R. may be correct in assuming that the nature of Christian organization was advantageous to the administration of imperial authority (though in the light of the theological disputes which continued to divide the church, it is worth asking what criteria the author is using when he claims a “truly unified empire of late antiquity”). Nonetheless, his sociological emphasis again fails to account sufficiently for the more complex role of inherent religious sensibilities; and yet, in an age in which the immediate participation of the divine realm in human affairs was universally taken for granted, accounting for such a role in the Christian conversion of Constantine is essential.

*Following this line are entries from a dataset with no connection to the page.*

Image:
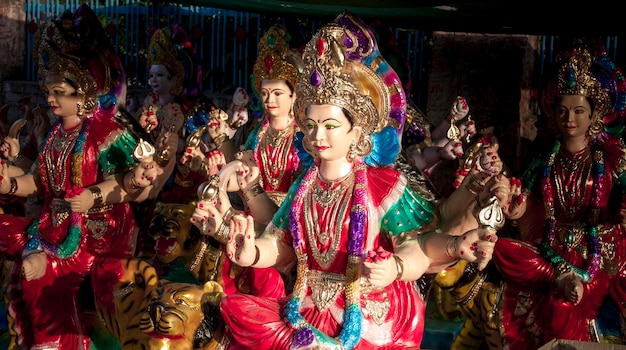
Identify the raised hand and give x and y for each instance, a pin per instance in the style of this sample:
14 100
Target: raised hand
474 246
241 248
5 182
379 268
10 148
459 109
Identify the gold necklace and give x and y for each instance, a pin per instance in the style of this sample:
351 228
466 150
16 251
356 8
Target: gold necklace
327 228
56 157
274 149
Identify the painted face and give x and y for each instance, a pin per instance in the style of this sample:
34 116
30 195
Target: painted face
160 79
329 131
573 116
277 98
61 96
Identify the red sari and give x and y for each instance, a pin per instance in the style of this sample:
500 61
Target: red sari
534 311
393 317
50 311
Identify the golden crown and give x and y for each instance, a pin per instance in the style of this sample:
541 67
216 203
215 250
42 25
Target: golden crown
53 56
275 60
162 51
334 73
574 77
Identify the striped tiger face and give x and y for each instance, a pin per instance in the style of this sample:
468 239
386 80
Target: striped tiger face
176 313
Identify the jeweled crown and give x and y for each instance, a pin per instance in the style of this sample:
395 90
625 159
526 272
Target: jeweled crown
275 60
343 67
162 51
574 77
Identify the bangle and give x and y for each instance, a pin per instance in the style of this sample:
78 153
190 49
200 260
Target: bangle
258 255
252 191
399 266
17 159
221 235
162 158
473 185
220 139
96 193
451 247
13 185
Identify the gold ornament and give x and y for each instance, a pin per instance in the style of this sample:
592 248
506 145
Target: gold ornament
162 51
331 77
276 61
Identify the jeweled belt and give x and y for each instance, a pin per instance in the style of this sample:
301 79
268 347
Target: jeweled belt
325 287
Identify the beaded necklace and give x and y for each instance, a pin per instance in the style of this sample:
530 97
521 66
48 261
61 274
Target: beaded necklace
275 161
70 245
593 244
351 332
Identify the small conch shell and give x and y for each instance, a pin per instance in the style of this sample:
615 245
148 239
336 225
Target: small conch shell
195 138
143 151
209 190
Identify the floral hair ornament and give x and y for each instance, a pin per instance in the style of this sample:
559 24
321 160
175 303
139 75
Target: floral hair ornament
162 51
276 61
574 77
76 47
343 67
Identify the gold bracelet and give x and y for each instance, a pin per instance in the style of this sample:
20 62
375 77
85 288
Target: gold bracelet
399 266
221 235
253 191
473 185
13 185
451 247
229 214
17 159
258 255
96 193
220 139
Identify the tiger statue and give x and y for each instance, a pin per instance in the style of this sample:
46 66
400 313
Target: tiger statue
179 245
184 316
478 300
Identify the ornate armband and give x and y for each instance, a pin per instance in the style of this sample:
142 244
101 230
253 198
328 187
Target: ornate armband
221 235
17 159
96 193
220 139
252 191
473 185
451 247
13 187
258 255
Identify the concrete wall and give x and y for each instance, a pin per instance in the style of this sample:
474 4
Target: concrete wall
12 38
497 75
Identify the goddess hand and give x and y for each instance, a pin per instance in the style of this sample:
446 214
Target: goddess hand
468 129
34 266
249 173
148 119
379 268
241 248
515 205
452 150
459 109
10 148
475 246
489 161
5 181
80 200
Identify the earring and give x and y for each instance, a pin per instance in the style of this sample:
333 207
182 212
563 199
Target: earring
79 109
352 151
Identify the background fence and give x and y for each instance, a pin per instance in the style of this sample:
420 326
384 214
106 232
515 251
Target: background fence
226 40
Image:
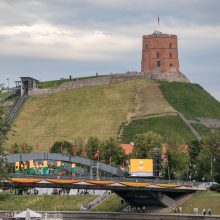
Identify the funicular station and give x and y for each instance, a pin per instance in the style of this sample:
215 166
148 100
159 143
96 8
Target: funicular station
51 170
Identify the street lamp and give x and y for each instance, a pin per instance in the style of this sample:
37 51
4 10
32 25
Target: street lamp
8 83
213 160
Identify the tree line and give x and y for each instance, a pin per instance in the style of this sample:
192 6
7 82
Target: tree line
195 161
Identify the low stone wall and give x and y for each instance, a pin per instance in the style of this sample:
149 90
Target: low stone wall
113 78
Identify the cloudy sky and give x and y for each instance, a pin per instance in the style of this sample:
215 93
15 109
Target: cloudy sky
52 39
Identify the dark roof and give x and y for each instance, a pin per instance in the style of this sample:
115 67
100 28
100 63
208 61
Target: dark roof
24 77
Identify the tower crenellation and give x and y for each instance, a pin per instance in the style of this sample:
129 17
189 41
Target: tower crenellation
160 53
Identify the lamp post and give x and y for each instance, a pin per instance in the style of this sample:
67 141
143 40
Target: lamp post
213 160
8 83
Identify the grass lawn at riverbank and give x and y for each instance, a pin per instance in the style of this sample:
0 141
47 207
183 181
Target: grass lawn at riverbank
202 200
44 203
111 204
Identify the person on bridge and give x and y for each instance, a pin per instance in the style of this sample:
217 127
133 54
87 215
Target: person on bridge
209 212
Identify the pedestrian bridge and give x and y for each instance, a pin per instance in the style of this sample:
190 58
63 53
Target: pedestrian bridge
135 193
69 159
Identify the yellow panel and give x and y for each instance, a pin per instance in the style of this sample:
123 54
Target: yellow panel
17 165
141 165
45 163
31 163
73 165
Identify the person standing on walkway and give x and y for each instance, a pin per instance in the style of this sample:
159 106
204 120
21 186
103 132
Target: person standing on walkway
204 212
209 212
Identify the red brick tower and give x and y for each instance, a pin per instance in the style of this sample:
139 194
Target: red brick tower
159 53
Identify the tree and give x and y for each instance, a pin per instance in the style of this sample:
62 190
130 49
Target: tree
143 143
177 162
92 146
208 160
4 168
112 153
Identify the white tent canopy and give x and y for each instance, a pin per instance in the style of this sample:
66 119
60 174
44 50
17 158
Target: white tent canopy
28 214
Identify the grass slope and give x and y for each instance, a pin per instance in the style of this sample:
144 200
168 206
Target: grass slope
85 112
191 100
202 200
169 127
44 203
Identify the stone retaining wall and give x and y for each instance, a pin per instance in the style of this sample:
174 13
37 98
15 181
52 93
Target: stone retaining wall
113 78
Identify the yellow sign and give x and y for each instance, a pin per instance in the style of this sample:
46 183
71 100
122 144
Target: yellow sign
141 167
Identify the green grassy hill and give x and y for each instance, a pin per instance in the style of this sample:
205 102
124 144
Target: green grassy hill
171 128
191 100
200 200
80 113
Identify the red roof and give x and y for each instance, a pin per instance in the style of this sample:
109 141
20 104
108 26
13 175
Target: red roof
128 148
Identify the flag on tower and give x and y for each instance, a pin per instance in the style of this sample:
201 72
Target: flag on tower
97 154
12 149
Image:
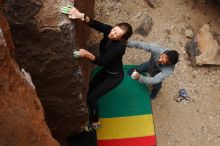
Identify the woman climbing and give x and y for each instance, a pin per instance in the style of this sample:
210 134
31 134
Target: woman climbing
112 48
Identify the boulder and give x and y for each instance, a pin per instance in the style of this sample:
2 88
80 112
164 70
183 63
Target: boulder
22 121
204 49
145 25
45 40
152 3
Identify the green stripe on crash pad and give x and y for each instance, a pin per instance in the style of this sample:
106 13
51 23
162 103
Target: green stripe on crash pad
127 99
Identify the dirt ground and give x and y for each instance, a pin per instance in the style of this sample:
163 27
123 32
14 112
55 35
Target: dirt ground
194 123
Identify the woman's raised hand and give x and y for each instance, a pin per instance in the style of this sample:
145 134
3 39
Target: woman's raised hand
72 12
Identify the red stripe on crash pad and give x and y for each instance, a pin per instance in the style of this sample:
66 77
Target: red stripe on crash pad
139 141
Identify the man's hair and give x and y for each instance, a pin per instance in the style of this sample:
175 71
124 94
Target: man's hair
173 56
127 28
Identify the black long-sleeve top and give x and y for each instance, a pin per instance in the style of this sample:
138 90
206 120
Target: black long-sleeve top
111 51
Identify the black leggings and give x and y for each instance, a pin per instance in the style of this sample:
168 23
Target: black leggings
102 83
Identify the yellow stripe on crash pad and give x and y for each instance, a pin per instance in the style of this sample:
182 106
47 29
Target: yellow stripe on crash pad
126 127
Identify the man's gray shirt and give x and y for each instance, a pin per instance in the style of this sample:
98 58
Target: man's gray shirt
157 72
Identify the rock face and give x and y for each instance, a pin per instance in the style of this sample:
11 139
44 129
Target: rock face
204 48
145 25
22 120
45 40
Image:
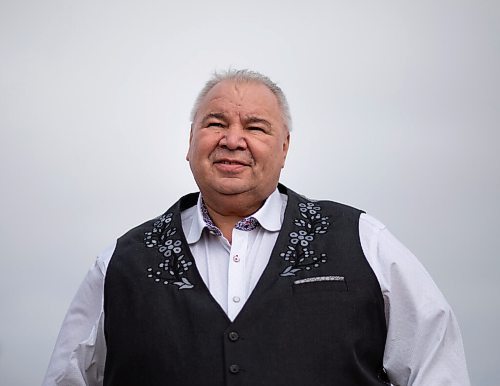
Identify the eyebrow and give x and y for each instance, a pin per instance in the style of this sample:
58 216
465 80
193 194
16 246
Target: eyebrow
220 116
255 119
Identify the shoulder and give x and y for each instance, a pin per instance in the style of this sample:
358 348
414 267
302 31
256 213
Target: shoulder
325 207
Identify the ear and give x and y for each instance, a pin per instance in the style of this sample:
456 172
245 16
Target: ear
190 140
286 144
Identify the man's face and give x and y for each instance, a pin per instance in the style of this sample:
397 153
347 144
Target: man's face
238 142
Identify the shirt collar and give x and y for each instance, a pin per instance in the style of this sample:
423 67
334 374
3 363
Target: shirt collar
268 216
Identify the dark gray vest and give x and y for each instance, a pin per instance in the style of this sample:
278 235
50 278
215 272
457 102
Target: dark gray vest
316 316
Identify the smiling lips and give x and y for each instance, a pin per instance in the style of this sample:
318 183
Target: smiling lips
231 166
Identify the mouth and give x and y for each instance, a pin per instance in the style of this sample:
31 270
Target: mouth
231 162
231 167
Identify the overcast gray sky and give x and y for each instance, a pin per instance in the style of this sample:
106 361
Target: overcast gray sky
395 108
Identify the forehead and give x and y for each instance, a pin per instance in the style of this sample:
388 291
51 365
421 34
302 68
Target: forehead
241 97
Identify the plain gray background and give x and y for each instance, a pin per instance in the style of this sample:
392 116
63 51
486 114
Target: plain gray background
395 107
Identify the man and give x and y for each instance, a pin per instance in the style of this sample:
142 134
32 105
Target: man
249 283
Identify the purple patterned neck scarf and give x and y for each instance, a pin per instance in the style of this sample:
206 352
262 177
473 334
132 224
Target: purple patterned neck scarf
247 224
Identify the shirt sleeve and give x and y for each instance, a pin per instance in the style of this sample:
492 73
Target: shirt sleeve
80 351
424 345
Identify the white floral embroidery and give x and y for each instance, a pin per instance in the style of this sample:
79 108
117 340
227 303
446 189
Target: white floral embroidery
174 265
300 254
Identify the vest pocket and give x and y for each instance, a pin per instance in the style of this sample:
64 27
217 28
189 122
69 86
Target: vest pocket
320 283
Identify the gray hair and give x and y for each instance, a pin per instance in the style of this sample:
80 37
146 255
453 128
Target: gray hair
245 76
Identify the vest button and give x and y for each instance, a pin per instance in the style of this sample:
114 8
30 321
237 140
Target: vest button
234 369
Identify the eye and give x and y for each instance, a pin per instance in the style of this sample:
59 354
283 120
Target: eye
215 124
256 128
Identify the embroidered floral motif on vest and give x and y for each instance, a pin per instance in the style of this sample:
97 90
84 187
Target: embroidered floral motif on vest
168 243
300 253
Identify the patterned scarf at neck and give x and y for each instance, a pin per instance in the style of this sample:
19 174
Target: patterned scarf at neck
246 224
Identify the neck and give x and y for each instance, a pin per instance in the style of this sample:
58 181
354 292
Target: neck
226 210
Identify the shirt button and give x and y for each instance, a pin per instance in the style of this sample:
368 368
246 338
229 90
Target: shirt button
233 336
234 369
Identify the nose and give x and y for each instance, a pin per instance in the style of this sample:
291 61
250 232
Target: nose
234 138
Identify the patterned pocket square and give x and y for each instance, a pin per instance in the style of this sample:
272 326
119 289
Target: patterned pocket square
319 279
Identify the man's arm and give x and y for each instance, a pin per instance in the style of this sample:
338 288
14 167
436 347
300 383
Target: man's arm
424 345
80 351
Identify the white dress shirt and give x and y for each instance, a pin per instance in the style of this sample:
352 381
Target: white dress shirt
423 346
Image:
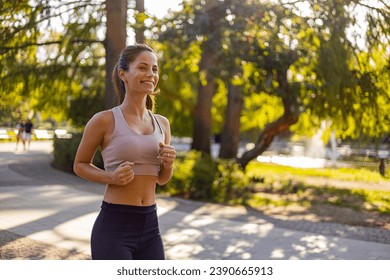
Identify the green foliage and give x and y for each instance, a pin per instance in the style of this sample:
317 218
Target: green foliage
273 171
230 184
65 151
198 176
193 176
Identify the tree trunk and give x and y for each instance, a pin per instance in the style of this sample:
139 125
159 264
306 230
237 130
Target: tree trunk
116 11
230 136
202 112
266 137
140 27
279 126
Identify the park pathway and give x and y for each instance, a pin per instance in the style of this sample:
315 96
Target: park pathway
41 204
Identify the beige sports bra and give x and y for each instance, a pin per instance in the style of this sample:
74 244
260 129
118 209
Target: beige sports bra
126 145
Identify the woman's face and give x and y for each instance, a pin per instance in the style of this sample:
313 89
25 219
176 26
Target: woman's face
142 75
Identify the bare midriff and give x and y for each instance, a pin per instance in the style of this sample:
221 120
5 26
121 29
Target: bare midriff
140 192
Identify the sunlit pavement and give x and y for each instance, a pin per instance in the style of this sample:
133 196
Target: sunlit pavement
48 205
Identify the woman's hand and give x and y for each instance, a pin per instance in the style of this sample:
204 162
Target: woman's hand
123 174
167 155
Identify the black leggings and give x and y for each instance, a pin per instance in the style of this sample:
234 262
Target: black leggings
125 232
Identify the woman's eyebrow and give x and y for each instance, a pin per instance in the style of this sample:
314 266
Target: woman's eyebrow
144 63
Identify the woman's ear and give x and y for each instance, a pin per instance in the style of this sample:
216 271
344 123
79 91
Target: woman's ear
121 75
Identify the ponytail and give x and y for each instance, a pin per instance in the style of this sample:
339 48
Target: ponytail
119 85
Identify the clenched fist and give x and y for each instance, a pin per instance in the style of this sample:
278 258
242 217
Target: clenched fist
167 155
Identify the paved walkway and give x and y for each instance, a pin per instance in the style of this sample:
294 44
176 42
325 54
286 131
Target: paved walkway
51 206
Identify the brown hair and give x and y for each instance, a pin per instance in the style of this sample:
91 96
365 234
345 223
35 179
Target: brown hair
127 56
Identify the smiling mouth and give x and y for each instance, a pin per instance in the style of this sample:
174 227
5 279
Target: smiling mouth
148 82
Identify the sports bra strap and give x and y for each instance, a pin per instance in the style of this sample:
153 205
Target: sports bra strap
158 123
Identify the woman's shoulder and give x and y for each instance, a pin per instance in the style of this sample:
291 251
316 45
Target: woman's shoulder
162 119
102 118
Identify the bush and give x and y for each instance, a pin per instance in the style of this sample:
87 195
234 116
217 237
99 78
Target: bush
198 176
193 176
230 184
65 151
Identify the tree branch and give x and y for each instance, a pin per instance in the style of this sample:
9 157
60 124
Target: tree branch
4 50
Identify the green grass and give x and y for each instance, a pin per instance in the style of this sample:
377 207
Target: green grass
285 186
256 169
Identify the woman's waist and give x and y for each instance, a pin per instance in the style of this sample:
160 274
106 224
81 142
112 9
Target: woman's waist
140 191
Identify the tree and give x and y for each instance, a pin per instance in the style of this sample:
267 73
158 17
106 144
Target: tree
115 42
305 61
71 44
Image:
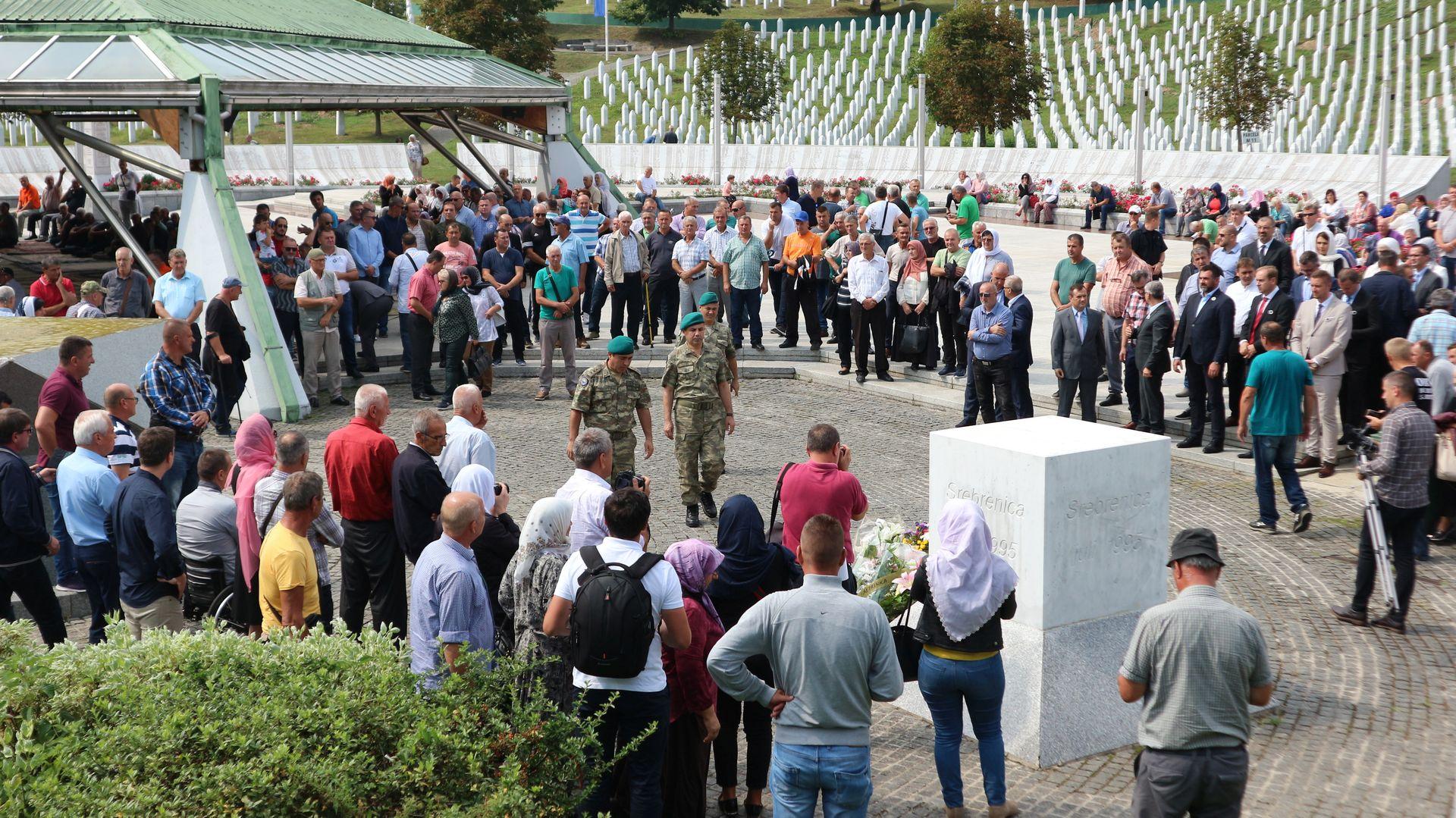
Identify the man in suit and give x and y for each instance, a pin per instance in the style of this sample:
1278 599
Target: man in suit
1392 294
1270 251
1078 354
1204 340
1150 343
1365 354
1270 305
1019 308
419 485
1321 335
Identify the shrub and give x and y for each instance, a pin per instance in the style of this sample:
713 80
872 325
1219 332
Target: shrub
216 724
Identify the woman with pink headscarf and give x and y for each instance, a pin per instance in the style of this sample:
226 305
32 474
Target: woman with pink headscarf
255 450
693 693
965 591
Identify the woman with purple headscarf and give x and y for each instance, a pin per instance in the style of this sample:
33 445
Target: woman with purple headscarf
965 591
693 693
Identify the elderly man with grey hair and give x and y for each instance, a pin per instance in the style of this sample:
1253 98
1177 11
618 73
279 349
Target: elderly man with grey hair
466 441
293 457
588 488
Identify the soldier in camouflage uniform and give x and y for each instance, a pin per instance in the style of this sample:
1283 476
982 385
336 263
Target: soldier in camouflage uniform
613 396
698 409
717 335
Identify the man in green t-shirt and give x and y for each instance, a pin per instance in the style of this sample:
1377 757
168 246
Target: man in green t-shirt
1071 271
1277 406
557 293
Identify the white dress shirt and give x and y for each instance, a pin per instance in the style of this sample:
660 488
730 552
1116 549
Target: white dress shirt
465 444
587 495
868 278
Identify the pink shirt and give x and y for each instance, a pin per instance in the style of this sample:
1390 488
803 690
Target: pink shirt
425 287
820 488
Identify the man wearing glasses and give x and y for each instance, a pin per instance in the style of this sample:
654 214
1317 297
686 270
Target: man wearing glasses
280 281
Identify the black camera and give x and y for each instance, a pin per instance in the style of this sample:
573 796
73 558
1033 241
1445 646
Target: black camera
628 481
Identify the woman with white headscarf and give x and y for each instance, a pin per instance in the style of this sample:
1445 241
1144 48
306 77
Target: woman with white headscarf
501 536
530 580
965 591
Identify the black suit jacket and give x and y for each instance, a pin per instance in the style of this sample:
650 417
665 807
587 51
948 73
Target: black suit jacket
1366 332
1152 338
419 490
1021 331
1279 256
1280 309
1204 335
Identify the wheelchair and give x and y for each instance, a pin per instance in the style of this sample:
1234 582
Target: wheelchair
209 594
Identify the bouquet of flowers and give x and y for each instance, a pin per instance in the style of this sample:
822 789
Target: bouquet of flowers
887 558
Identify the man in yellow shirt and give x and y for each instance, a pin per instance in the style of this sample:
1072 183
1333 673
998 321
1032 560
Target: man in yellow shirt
287 574
801 255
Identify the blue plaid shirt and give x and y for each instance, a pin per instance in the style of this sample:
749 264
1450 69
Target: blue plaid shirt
177 392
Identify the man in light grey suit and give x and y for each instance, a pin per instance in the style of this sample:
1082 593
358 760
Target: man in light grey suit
1078 356
1323 328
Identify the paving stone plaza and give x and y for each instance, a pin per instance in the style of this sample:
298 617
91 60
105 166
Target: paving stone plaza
1365 719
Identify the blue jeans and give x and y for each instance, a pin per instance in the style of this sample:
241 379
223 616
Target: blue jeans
800 772
981 685
66 566
181 478
745 308
1276 452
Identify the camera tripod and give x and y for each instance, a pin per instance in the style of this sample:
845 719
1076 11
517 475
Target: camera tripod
1378 539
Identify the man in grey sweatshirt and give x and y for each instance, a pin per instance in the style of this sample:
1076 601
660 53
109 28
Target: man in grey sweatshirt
832 655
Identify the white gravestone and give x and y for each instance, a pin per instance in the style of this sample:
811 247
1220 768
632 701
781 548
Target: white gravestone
1081 512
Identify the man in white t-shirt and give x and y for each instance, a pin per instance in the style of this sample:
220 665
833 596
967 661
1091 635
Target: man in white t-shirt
641 702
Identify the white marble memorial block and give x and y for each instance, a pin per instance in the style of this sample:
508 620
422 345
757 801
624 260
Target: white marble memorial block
1081 512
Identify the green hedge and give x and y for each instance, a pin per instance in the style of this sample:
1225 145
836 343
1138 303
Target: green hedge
216 724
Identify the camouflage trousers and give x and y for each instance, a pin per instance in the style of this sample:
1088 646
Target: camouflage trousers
699 443
623 452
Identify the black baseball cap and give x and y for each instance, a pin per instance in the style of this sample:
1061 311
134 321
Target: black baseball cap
1194 542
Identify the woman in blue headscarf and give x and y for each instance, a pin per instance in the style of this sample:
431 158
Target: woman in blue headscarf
752 569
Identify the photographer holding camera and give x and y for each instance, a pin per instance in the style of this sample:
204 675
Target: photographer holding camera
1404 466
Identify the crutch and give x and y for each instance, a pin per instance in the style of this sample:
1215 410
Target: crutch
1378 541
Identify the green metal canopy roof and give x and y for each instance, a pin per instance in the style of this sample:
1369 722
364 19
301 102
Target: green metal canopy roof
271 54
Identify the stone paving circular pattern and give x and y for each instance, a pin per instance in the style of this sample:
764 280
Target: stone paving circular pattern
1363 724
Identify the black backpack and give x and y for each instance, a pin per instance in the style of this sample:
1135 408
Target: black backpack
612 623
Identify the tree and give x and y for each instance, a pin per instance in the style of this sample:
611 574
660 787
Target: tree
510 30
642 12
982 72
1238 83
752 76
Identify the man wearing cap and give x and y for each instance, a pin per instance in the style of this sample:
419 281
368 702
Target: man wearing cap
224 353
613 396
696 412
1196 663
89 303
316 290
717 334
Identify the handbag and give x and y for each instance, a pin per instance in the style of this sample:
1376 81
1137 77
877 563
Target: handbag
908 650
913 340
1445 457
775 533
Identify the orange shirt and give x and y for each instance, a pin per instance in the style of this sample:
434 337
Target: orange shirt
797 246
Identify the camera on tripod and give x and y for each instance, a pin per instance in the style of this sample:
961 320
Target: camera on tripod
1359 440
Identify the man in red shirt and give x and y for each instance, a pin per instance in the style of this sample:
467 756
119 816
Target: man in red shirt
357 462
823 485
55 293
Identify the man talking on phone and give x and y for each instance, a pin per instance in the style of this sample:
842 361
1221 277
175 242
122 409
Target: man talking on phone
823 485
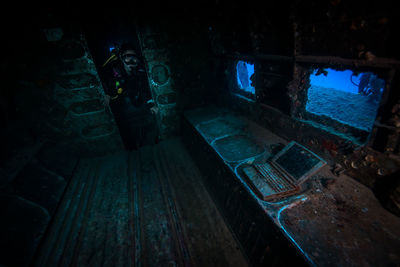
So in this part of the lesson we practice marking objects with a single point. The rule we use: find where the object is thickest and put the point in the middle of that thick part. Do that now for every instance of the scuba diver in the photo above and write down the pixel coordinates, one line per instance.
(128, 94)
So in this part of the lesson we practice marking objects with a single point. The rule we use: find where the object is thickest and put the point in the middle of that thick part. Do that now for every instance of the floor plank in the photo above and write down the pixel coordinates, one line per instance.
(140, 208)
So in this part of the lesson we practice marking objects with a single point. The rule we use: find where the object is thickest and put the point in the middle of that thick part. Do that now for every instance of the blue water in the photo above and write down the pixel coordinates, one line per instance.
(244, 71)
(335, 96)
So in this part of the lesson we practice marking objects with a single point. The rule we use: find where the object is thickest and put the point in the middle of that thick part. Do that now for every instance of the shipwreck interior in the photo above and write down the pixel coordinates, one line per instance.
(277, 135)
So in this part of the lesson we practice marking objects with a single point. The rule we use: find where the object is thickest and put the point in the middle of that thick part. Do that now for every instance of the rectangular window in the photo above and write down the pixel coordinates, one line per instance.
(344, 96)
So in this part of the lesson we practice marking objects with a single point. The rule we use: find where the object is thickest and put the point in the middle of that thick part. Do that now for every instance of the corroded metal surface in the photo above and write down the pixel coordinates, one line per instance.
(333, 221)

In spite of these shortcomings, R.’s study has much to commend it to students of religion in the Roman empire. His reconstruction of the religious milieu in Carthage is brilliant; as is his insightful sketch of the religious developments in the pagus and civitas at Thugga. Likewise, R.’s discussion of Tertullian and Cyprian’s differing views on authority in the church, and his appraisal of the development of Christian organization are both very helpful. Lastly, considering the disproportionate number of religious studies which have concentrated on the Greek East, perhaps R. should be applauded most of all for writing a book on religion in the Roman world that focuses on evidence from the western half of the empire.